Bonus: Staying sane and balanced
Dave also posted a letter with good advice about maintaining personal sanity and emotional balance. Here’s that letter:
Devastated about US politics? Try this:
a) accept that feeling as a reasonable reaction and don’t beat yourself up for feeling that way and not being able to maintain productive non-weepy action every waking hour;
b) go see “Hidden Figures”. (also Moana. also The Eagle Huntress).
c) don’t fall prey to the false choice between “identity politics” and “the white working class”. Big tent, people-centered politics fights for ALL workers rights, affordable healthcare, clean water, air and soil, LGBTQ rights, and it recognizes and welcomes all cultures and faiths as part of our American tapestry, with vibrant traditions of community building and social movement lessons and practices we desperately need right now. It fights to eradicate the racism that pervades our national DNA and preys on our people every day, and it stands against the marginalization of rural and tribal communities as “sacrifice zones” deprived of resources, protections and investments.
d) reach out to friends and loved ones, not electronically– we’re talking face to face, punim to punim, hugs and real talk and the like;
e) un-frickin’-plug a bit– when Thich Nhat Hanh talks about appreciating the beauty of the world, it’s not something you can do while your face is buried in a screen!

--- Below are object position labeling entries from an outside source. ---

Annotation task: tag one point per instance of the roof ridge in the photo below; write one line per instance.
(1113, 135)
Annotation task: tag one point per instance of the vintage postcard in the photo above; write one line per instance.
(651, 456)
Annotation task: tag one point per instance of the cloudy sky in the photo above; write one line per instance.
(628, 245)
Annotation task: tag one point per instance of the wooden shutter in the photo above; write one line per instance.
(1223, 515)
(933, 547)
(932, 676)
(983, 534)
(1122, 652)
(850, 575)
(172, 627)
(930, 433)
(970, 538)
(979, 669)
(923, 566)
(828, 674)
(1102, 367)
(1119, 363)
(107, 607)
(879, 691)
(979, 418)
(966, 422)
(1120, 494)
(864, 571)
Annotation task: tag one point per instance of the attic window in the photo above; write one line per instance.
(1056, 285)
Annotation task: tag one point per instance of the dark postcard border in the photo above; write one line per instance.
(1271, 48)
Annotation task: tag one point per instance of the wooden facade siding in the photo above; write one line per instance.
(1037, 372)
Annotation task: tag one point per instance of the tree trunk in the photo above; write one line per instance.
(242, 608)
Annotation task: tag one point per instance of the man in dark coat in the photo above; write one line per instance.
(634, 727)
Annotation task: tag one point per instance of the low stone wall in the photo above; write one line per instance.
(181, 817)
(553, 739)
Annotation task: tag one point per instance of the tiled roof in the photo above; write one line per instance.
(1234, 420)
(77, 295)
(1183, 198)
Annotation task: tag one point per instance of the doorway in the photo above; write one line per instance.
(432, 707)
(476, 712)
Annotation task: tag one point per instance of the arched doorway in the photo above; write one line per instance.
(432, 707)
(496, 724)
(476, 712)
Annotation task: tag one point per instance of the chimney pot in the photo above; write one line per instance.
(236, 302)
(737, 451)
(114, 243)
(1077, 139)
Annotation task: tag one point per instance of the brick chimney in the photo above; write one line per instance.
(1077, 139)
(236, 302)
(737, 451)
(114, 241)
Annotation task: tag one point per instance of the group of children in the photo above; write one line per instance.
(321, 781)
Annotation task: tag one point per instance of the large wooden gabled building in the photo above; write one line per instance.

f) pick your least destructive coping mechanisms, accept them, and plot a course to emerge from them with the right (therapeutic, social, medicinal) support– you might decide to become a fanatic Pokemon Go! player, rather than eating all the chocolate you feel like eating.
g) read some good analysis leavened with hope and grounded in real organizing– like Rev. William Barber’s writings, or Becky Bond & Zack Exley’s Nation article or book on big organizing.
h) make your offering, as humble as it may be, regularly, for our democracy and our community. Send ten bucks to Elizabeth Warren, Planned Parenthood or the Southern Poverty Law Center; come out to the organizing meeting to defend our healthcare on Jan. 15th, or a great event in the works for inauguration night in Minneapolis. Call your reps, join a rally, go to a public hearing, etc., EVERY WEEK!
i) get to the gym and make a sweat-trade, angst for endorphins.
j) rinse and repeat. pray. mourn. organize. dance. ok, good talk.
Thanks, Dave, for saying yes to sharing these posts!